The finding that arteries tended to slide under the pressure of the sharp tip of the microcatheter reflects the fact that the puncture of retinal arteries is technically more challenging. To date, all clinical studies using endovascular surgery included patients with retinal vein occlusion. However, the difficulties we encountered during the puncture of retinal arteries were mainly related to the experimental setup with emptied retinal arteries in porcine cadaver eyes. Our findings indicate that an endovascular approach to the management of central retinal artery occlusion will require the puncture of main branches, where the retina is attached tightly to the margin of the optic disc.
To date, there is much evidence that thrombolysis is associated with a more favorable visual outcome in retinal vein or artery occlusion.
12 –17 However, it is a well-established observation that the systemic administration of thrombolytic agents carries the risk of life-threatening hemorrhagic complications.

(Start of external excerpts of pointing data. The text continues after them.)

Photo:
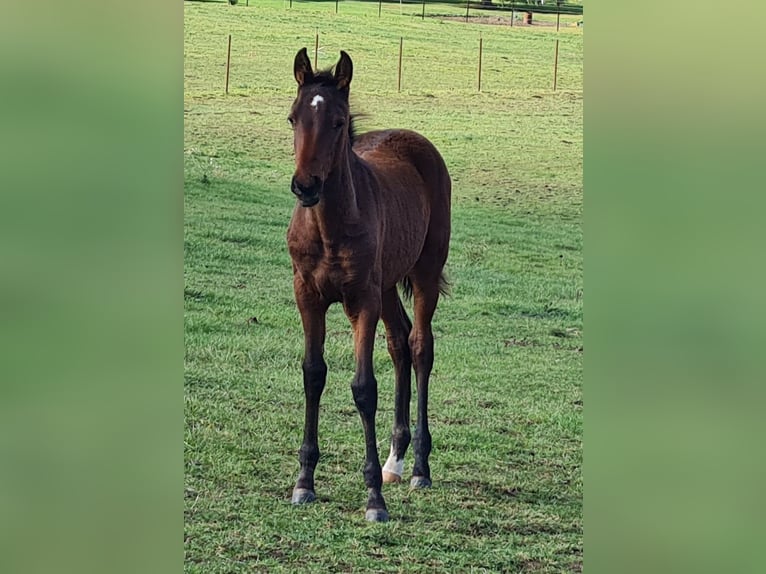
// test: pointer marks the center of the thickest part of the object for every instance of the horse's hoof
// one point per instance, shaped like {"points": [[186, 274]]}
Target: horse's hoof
{"points": [[376, 515], [303, 496], [420, 482], [389, 477]]}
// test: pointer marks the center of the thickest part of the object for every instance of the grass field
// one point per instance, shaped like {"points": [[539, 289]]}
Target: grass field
{"points": [[506, 396]]}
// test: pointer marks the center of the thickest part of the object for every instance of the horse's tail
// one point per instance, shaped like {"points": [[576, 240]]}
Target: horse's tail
{"points": [[406, 285]]}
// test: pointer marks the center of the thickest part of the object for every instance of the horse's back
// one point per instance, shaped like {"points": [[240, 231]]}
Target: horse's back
{"points": [[415, 189], [392, 151]]}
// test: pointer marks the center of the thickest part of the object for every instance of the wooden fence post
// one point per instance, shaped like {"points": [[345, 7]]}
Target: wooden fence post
{"points": [[399, 86], [481, 41], [228, 63]]}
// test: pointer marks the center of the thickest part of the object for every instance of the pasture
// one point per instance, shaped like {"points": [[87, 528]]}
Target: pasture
{"points": [[505, 397]]}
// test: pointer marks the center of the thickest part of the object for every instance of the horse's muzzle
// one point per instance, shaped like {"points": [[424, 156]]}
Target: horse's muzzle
{"points": [[307, 195]]}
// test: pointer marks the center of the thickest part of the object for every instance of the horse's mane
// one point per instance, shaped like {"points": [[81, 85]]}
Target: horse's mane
{"points": [[326, 79]]}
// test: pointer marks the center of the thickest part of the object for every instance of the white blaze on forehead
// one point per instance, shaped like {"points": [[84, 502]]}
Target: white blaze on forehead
{"points": [[393, 465], [316, 101]]}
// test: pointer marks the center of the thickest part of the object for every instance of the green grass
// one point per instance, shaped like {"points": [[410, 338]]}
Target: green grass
{"points": [[506, 396]]}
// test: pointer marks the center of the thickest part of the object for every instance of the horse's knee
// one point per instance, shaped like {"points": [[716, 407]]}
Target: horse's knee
{"points": [[399, 347], [421, 347], [314, 375], [365, 391]]}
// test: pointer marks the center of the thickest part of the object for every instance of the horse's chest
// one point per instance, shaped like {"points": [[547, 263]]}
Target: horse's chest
{"points": [[332, 270]]}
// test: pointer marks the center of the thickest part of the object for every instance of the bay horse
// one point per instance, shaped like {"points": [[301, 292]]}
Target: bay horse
{"points": [[372, 211]]}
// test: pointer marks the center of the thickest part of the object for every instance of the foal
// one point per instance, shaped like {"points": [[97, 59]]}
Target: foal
{"points": [[373, 210]]}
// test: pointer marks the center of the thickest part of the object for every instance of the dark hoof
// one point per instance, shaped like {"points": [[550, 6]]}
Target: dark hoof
{"points": [[376, 515], [303, 496], [420, 482]]}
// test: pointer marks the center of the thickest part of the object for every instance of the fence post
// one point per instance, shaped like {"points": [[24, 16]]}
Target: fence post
{"points": [[228, 63], [399, 86], [481, 41]]}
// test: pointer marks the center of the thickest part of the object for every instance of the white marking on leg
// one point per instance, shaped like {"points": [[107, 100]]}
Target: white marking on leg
{"points": [[394, 465], [316, 101]]}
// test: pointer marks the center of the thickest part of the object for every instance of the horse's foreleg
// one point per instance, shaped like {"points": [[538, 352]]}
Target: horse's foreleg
{"points": [[364, 318], [398, 328], [313, 313]]}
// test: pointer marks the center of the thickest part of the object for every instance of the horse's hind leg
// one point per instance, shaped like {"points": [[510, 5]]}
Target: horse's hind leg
{"points": [[398, 329], [426, 295]]}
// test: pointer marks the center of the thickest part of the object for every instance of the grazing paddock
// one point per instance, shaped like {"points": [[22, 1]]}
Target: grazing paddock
{"points": [[505, 399]]}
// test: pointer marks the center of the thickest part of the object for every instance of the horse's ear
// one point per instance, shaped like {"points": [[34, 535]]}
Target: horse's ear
{"points": [[344, 69], [302, 67]]}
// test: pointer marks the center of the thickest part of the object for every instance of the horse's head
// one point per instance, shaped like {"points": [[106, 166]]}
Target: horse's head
{"points": [[320, 119]]}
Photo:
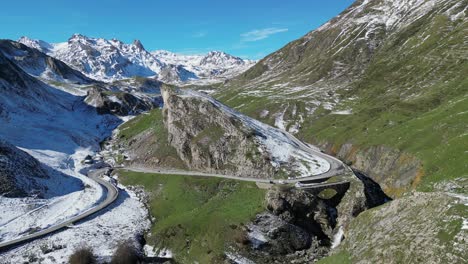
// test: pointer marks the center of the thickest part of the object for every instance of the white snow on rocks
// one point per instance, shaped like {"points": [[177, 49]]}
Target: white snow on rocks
{"points": [[286, 151], [110, 60], [60, 130]]}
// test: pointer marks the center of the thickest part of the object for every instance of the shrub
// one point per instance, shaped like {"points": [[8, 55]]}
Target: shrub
{"points": [[83, 255], [126, 253]]}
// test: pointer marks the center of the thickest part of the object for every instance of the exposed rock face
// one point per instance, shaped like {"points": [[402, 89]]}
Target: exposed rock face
{"points": [[300, 226], [18, 172], [394, 170], [302, 209], [119, 103], [207, 139]]}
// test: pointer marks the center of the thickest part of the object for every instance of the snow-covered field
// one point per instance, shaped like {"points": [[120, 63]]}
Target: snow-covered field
{"points": [[60, 133], [284, 149]]}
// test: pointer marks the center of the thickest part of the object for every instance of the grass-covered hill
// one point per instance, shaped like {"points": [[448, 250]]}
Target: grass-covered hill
{"points": [[388, 74]]}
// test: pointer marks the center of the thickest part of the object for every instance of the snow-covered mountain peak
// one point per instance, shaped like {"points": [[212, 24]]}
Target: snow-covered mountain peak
{"points": [[34, 43], [219, 58], [110, 60], [137, 43]]}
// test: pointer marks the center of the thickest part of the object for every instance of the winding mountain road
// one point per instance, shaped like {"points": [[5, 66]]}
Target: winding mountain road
{"points": [[112, 194]]}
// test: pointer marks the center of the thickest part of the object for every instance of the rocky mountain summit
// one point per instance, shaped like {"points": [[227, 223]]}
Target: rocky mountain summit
{"points": [[110, 60], [207, 139]]}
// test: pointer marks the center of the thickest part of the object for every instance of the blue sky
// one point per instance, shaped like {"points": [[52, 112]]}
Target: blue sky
{"points": [[246, 28]]}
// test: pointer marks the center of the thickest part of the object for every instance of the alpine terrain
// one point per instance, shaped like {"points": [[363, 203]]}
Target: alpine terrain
{"points": [[347, 145]]}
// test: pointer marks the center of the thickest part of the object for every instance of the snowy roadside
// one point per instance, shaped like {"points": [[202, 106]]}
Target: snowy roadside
{"points": [[60, 136]]}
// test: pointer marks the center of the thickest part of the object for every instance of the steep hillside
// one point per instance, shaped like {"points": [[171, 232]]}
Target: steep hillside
{"points": [[213, 67], [110, 60], [18, 172], [383, 74], [39, 64]]}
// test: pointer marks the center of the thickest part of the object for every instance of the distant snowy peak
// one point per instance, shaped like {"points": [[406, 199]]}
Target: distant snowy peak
{"points": [[212, 67], [36, 44], [110, 60], [219, 58]]}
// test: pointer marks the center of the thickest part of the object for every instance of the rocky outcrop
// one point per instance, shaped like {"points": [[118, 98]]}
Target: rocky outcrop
{"points": [[207, 139], [19, 172], [119, 103], [395, 171]]}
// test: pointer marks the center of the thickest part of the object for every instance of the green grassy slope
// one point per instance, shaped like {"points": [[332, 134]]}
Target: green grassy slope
{"points": [[411, 94], [196, 217], [155, 144]]}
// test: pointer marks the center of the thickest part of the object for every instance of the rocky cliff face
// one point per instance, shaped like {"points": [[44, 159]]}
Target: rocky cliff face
{"points": [[119, 103], [302, 226], [207, 139], [19, 172]]}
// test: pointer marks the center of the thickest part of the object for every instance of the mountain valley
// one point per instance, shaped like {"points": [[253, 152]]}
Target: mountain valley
{"points": [[347, 145]]}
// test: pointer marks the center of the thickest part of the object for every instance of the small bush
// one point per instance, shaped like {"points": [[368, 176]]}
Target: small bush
{"points": [[126, 253], [83, 255]]}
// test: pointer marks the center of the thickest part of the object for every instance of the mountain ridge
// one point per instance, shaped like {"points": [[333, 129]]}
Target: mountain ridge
{"points": [[110, 60]]}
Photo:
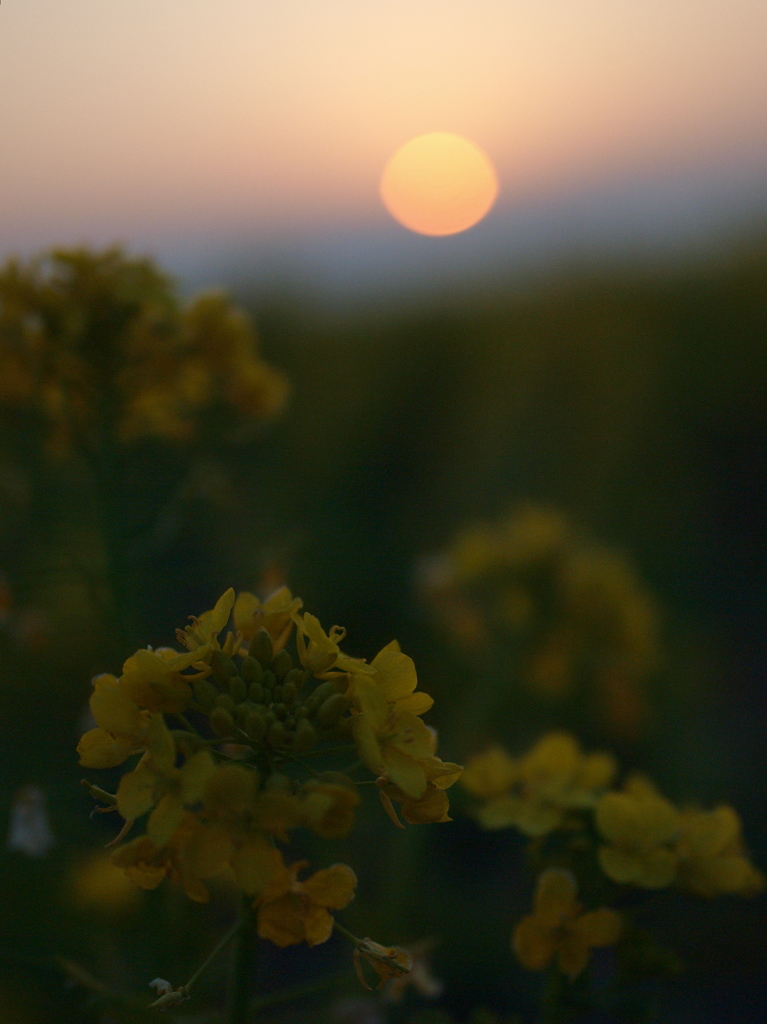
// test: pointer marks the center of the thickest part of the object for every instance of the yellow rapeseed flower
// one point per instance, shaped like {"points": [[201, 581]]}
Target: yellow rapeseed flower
{"points": [[554, 778], [640, 828], [156, 782], [712, 859], [121, 726], [322, 652], [558, 929], [292, 911]]}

18,19 Because this is a dose dependent problem, the targeted retinal delivery of fibrinolytic agents at low doses should be the ideal approach. In a previous experimental study
33 on the percutaneous cannulation of supraorbital arteries, we were able to demonstrate that intravascular volumes of the ophthalmic and the supratrochlear artery were 60 μL and 10 μL, respectively, indicating that the retinal intravascular administration of drugs would require relatively small injection volumes. This is consistent with our current observation that puncturing and injection of small volumes of fluid always resulted in a visible rapid blood flow toward the optic disc and a temporary dilation of branch retinal veins in porcine cadaveric eyes. Another critical factor that has to be taken into account when using endovascular surgery to restore retinal blood flow is time to treatment. Given that the process of adherence and organization of a venous thrombus does not begin until 5 to 10 days after thrombus formation, it seems plausible that thrombolytic therapy should be initiated in the early acute stage.
16,34
The findings of the present study support the concept of retinal endovascular thrombolysis as a potential therapeutic approach to RVO diseases. The endoscopically guided delivery of drugs to retinal vessels may contribute to improve safety and reproducibility of this treatment strategy. Here, we were able to demonstrate adequate retinal vessel visualization and puncture at various distances away from the optic disc using a novel catheter system mounted on the fiberoptic tip of a high-resolution gradient index microendoscope. Experiments to determine the efficacy of endovascular thrombolysis in retinal vein or artery occlusion were beyond the scope of the present study. However, a greater understanding of the technical feasibility and the identification of appropriate surgical techniques are important prerequisites for future clinical studies to establish endoscopic retinal vessel cannulation as an alternative to systemic thrombolysis.